Our recommendation to the governor was to do everything he could to minimize the likelihood that Citizens would incur a deficit that would require an assessment, which means the people that didn’t take the risk end up contributing to those that did.”
Brown said they did not advise Scott on how fast or how far he needed to raise the rates.
Although all rate increases must be approved by the state, if Citizens rates go up it will most likely mean other insurers will seek increases as well.
The Florida Office of Insurance Regulation has begun to allow premium increases to go through recently and that is expected to continue.
Critics of the rate increases say insurance companies are crying poverty on the one hand and raking in huge profits through sister affiliates with the other.
The Sarasota Herald-Tribune recently reported on this and found $1.9 billion in payments in 2008 for, in effect, such in-house services as claims adjusting, management services and other tasks.
And, since those payments are determined as a percentage of the premium, an increase to a policy means an increase in those ancillary charges.
The other part to the insurance mess is the state-run Cat Fund which insurers use to buy re-insurance. Insurers use this fund to spread their risk and that allows them to write more policies.

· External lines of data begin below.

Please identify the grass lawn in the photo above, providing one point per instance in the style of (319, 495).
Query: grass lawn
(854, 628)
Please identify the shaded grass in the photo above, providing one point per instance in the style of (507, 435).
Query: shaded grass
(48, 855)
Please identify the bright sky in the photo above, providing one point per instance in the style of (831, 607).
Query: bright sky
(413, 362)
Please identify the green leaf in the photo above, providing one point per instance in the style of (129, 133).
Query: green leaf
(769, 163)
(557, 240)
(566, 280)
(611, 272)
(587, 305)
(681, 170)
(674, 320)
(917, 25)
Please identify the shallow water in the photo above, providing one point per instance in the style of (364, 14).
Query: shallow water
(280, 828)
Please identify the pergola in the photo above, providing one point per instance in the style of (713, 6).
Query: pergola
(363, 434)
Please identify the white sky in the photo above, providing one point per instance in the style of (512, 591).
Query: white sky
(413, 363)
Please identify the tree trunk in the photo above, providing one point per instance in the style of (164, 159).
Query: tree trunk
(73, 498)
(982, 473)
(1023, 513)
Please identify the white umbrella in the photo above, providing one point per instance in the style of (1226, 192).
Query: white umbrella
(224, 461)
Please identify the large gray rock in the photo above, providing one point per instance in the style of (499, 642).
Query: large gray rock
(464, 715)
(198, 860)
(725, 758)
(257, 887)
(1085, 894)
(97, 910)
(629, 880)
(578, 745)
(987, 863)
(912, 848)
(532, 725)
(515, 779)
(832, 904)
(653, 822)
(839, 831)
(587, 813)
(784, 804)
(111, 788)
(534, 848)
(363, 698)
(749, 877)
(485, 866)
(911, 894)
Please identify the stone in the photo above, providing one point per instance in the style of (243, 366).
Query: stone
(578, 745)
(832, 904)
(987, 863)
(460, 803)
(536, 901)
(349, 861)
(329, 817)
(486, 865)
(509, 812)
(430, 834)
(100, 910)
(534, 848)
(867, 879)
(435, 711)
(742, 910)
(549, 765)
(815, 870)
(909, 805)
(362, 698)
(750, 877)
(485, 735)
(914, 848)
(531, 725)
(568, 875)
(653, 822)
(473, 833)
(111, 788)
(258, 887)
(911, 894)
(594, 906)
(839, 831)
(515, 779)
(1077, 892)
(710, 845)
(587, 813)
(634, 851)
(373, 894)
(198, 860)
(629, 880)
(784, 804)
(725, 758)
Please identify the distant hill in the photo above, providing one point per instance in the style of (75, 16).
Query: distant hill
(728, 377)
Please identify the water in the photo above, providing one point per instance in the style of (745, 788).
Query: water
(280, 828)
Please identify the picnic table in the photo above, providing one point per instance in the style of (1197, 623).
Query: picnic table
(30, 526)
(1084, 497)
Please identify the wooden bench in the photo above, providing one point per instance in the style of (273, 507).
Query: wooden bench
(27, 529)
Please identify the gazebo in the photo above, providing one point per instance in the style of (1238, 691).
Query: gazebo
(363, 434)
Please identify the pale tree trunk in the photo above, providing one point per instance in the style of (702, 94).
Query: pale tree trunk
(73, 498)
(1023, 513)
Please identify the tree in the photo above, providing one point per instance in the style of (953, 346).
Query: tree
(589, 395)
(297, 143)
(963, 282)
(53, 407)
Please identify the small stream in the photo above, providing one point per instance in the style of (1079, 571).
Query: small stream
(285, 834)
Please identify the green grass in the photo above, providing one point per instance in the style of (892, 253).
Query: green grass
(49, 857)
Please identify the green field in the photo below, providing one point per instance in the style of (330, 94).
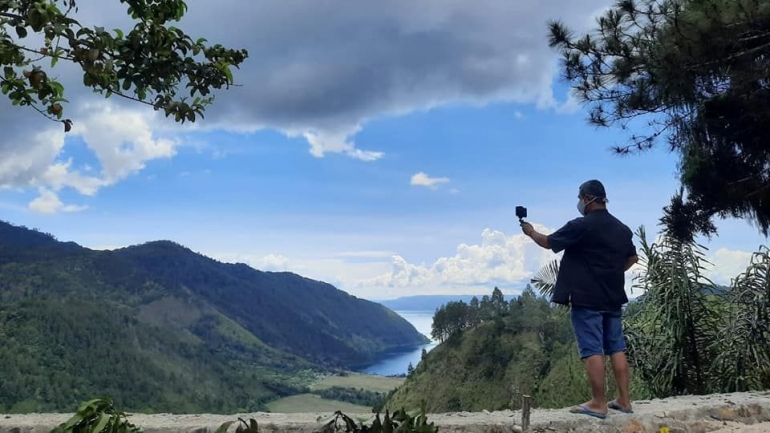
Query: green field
(365, 381)
(313, 403)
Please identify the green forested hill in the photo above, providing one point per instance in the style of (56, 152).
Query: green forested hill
(161, 328)
(492, 353)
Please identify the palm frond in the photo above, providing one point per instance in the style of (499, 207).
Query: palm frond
(545, 279)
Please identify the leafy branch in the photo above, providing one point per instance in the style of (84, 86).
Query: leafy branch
(149, 64)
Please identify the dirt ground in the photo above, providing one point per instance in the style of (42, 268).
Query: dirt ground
(743, 428)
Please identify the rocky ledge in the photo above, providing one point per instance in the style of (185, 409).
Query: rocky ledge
(686, 414)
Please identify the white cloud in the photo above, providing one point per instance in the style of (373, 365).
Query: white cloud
(727, 264)
(422, 179)
(122, 139)
(322, 143)
(49, 203)
(269, 262)
(499, 260)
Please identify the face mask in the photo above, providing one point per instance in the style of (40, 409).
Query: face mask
(582, 206)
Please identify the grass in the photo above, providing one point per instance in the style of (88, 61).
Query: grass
(313, 403)
(365, 381)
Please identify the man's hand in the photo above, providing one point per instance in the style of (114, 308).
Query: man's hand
(527, 228)
(530, 231)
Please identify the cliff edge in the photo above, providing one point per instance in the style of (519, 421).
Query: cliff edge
(686, 414)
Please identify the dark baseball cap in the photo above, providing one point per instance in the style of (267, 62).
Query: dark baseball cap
(592, 188)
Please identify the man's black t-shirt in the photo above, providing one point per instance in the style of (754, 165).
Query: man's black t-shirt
(596, 248)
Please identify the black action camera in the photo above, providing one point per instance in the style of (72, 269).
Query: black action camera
(521, 212)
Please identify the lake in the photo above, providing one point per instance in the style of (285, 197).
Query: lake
(397, 362)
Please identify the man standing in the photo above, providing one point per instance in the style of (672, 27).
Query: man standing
(598, 250)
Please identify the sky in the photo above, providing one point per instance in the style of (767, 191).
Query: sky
(380, 147)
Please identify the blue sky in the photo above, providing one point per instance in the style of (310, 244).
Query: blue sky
(251, 190)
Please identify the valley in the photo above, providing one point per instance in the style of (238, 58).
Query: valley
(163, 329)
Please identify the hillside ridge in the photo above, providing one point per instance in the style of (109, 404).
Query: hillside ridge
(186, 332)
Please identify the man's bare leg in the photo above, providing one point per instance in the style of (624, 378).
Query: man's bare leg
(595, 369)
(620, 370)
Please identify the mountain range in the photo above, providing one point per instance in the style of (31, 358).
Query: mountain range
(161, 328)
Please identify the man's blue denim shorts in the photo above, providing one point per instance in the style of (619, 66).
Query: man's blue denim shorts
(598, 332)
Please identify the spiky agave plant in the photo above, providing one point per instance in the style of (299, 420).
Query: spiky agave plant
(670, 337)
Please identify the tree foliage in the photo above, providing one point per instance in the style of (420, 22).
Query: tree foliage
(697, 71)
(152, 63)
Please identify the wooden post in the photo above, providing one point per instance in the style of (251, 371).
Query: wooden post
(525, 406)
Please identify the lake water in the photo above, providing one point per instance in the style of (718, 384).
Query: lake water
(398, 362)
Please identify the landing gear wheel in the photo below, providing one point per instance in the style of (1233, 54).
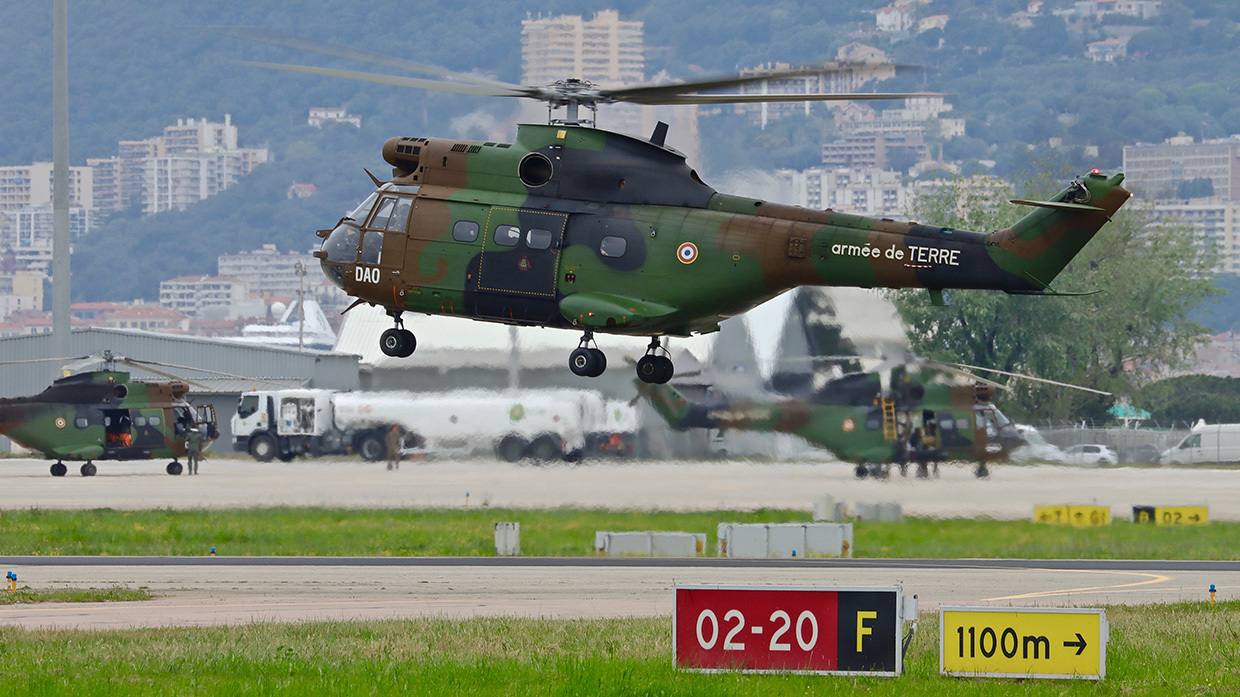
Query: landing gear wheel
(655, 370)
(262, 448)
(397, 342)
(511, 448)
(585, 360)
(652, 367)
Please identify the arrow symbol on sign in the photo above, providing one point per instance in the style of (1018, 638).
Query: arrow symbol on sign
(1079, 644)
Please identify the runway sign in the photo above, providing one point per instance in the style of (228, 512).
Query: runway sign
(1076, 516)
(1172, 515)
(801, 630)
(1023, 643)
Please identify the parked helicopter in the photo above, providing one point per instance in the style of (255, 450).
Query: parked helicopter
(104, 414)
(913, 412)
(577, 227)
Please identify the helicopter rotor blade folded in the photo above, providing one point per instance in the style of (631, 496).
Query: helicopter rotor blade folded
(398, 81)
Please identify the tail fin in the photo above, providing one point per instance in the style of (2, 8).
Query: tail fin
(1042, 243)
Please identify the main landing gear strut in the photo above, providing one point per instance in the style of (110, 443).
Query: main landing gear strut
(398, 341)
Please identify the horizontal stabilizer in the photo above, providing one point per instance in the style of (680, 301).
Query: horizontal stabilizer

The Cat Fund is underfunded as well and could mean huge assessments paid buy us all should a catastrophic storm hit Florida.
“Our recommendation to the governor is to seriously look at the Cat Fund and consider ways that it can be restructured so that it can come closer to meeting its originally intended purpose,” Brown said.
“As with Citizens, the Cat Fund has an extensive assessment base, it can assess homeowners’ premiums, it can assess liability insurance premiums, it can assess every policy holder in the state except for worker’s compensation and medical mal practice.”
Brown said he has not had any one-on-one conversations with Gov. Scott. His only contact has been as a member of the transition team. However, from his days as chairman of the Insurance Committee his position on the recent changes to the insurance industry are well known.
“The promise we made was this,” he said of the transition team’s recommendations to Scott. “It’s always better to finance risk with capital than it is to finance risk with debt. Right now we depend heavily on debt when it would be far better for the people of Florida if we used capital to finance our risk.”